Initially, a pro-Kennedy Super PAC was the entity collecting signatures to get him on the ballot in many states. That was vulnerable to legal challenges on the grounds that this constituted improper coordination between a Super PAC and a campaign.

But that pro-Kennedy PAC recently suspended that signature collection, and the Kennedy campaign, such as it is, will pick up that task. Now, Democrats say, if Shanahan’s money bankrolls that effort, there’s no reason to assume it will fail.

“All of her money is hard money, so they can use it for anything, including ballot access,” said Matt Bennett, a co-founder of the Democratic centrist group Third Way, meaning it could be used to fund campaign activities, and as a self-funder, her contributions could be unlimited.

“The reality is he will probably be on the ballot in the six swing states, which is where he will matter,” Bennett continued, referring to Pennsylvania, Michigan, Wisconsin, Arizona, Nevada, and Georgia. “While no one knows precisely what the impact will be, anything that divides the anti-Trump coalition is dangerous.”

Kennedy is also flirting with running on the Libertarian Party line, which would give him ballot access in many more states. That might not pan out, but if it does, Bennett says, “They can use her money for advertising, get out the vote, travel, and other expenses campaigns face.”

Well-funded ads could be particularly well suited to help Kennedy with what appears to be his primary political mission right now. That’s to speak to disaffected voters by casting Trump, Biden, and both parties as part of the same failed, corrupt establishment.

As Gabriel Debenedetti reports, Democrats are concerned that young and male, sometimes nonwhite voters appear intrigued by Kennedy’s candidacy. Those are exactly the voters Biden must keep, and the sort of demographic that might be reachable with “a plague on both your houses” messaging delivered by an outsider with a vague but storied celebrity aura.

Still, Democrats involved in the stop-Kennedy effort point out that he’s benefiting from a kind of temporary twofer. He has high name recognition as a Kennedy and benefits from that positive association—even as voters don’t know about his range of crackpot positions or that other Kennedys have condemned his candidacy and are rallying behind Biden.

Indeed, according to a source familiar with Democratic research on Kennedy, when voters are informed that Kennedy family members oppose his presidential bid and that a megadonor backing Trump has put money into his effort, they see these as serious strikes against him.
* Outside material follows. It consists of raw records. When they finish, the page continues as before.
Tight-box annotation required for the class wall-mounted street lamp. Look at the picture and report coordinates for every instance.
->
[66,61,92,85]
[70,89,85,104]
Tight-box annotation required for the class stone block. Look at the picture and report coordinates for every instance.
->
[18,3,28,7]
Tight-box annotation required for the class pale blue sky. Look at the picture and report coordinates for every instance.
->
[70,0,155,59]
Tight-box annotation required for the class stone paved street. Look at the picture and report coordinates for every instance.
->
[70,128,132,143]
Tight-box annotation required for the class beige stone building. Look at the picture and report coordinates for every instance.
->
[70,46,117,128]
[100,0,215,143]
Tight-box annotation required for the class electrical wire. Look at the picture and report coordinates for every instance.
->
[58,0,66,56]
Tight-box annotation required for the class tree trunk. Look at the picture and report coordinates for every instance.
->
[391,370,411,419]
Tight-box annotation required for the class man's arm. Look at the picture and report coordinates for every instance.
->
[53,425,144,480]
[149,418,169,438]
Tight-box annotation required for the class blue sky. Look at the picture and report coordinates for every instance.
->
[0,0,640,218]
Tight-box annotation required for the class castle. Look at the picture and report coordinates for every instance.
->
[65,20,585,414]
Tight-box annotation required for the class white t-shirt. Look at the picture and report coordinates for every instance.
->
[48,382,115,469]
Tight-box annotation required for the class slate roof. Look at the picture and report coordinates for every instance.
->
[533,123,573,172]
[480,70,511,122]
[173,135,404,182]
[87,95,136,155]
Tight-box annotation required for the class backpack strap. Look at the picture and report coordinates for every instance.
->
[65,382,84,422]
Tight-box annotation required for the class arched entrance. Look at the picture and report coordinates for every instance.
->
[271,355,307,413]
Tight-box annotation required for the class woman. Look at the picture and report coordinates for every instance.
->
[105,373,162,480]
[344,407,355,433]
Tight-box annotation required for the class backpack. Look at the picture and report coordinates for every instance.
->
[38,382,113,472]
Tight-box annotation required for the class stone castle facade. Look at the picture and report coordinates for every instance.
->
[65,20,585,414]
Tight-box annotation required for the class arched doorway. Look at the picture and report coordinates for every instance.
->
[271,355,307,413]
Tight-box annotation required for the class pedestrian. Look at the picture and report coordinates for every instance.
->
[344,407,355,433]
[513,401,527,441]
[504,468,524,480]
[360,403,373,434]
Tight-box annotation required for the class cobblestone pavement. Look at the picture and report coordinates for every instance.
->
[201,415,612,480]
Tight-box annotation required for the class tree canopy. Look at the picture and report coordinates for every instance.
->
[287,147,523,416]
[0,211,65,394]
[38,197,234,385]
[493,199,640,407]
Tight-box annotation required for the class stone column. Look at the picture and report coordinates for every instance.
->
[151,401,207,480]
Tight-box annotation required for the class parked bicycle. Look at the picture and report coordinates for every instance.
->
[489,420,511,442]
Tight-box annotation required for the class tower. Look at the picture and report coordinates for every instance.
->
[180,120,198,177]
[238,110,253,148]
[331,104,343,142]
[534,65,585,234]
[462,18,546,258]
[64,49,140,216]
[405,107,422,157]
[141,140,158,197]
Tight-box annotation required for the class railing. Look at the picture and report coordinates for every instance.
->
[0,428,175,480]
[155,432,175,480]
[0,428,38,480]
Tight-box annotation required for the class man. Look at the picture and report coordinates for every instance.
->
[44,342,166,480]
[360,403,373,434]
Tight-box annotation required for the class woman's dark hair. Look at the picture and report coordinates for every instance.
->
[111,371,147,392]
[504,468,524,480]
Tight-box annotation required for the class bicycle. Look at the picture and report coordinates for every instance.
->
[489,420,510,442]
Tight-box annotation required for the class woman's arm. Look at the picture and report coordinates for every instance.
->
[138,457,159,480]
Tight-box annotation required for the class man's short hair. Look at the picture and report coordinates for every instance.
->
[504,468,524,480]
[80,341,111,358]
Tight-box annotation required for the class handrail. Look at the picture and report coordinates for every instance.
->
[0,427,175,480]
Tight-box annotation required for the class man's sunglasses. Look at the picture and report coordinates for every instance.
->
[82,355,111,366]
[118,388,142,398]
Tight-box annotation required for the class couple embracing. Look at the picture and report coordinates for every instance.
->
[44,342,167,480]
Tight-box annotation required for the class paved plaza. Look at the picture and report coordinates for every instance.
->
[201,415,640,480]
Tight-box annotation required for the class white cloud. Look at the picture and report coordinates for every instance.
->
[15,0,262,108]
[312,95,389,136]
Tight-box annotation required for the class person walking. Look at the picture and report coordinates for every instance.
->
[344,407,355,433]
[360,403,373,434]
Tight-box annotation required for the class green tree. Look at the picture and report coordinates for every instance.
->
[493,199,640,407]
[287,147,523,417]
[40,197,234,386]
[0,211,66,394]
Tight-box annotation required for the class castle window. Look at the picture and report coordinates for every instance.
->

There are plausible reasons why Kennedy might fail to pose a threat to Biden. His bid for ballot access might fail: His campaign appears to be blundering on this front, as evidenced by the news that it gathered a lot of access signatures in Nevada that may get invalidated because he hadn’t listed a running mate on his petition, as required by state law.
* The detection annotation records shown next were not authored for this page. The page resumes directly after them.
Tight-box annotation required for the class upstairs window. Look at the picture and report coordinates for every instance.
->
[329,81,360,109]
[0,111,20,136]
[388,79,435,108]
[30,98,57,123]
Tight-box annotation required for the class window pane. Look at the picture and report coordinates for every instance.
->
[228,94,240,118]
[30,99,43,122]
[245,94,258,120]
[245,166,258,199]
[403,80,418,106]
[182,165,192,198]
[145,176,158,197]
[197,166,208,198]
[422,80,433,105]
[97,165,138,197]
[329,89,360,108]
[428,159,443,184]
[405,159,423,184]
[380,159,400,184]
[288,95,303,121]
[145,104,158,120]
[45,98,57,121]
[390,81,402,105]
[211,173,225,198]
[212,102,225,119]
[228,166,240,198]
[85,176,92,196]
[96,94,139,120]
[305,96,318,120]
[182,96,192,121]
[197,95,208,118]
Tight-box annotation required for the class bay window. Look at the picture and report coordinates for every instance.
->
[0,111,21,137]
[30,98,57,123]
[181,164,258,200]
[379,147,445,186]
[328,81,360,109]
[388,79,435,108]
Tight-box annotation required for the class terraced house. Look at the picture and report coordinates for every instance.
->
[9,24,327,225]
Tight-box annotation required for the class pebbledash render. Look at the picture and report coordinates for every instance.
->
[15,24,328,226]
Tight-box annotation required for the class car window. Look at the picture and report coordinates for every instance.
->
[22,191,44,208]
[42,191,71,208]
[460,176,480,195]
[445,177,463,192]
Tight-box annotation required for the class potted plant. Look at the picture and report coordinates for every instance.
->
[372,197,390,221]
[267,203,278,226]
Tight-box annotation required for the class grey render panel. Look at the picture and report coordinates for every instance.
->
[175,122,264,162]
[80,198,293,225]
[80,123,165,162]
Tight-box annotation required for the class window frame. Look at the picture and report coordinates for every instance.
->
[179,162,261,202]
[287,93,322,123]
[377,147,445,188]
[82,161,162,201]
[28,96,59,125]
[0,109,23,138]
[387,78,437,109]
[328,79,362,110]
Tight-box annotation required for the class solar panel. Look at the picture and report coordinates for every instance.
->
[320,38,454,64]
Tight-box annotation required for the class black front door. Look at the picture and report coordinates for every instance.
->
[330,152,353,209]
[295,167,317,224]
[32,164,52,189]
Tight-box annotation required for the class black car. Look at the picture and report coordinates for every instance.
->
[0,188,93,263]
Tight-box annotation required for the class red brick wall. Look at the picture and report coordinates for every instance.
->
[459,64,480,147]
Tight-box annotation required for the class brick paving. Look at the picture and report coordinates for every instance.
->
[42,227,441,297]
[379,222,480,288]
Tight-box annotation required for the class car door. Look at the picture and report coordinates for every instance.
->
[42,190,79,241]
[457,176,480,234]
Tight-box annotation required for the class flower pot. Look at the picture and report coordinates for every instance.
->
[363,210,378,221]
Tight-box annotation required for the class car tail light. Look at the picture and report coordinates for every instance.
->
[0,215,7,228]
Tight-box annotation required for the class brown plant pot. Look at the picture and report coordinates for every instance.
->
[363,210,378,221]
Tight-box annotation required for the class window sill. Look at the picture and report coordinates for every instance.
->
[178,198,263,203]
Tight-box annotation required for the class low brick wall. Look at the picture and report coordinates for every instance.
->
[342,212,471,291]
What’s more, as Bill Scher points out, the only swing state where Kennedy has collected the necessary signatures is New Hampshire, and he’s badly lagging behind where third-party-challenger Ross Perot was in the signature-gathering process by this time in 1992. And many voters seduced by Kennedy’s media presence don’t know the first thing about him. He will face an onslaught filling those blanks, and there’s a lot of brutal material for Democrats to work with here.

But still: Kennedy only has to get on the ballot in one or two key states, and pull relatively small percentages of votes from Biden, to return Trump to the White House.

“In 2000 and 2016, we ignored independent and Green Party candidates,” said Lis Smith, who’s advising the effort to battle third-party candidates by the DNC, referring to Ralph Nader and Jill Stein.

“We can’t afford to do that in 2024, when we’re expecting a very close election,” Smith concluded. Unfortunately, Shanahan’s money threatens to make it a whole lot closer.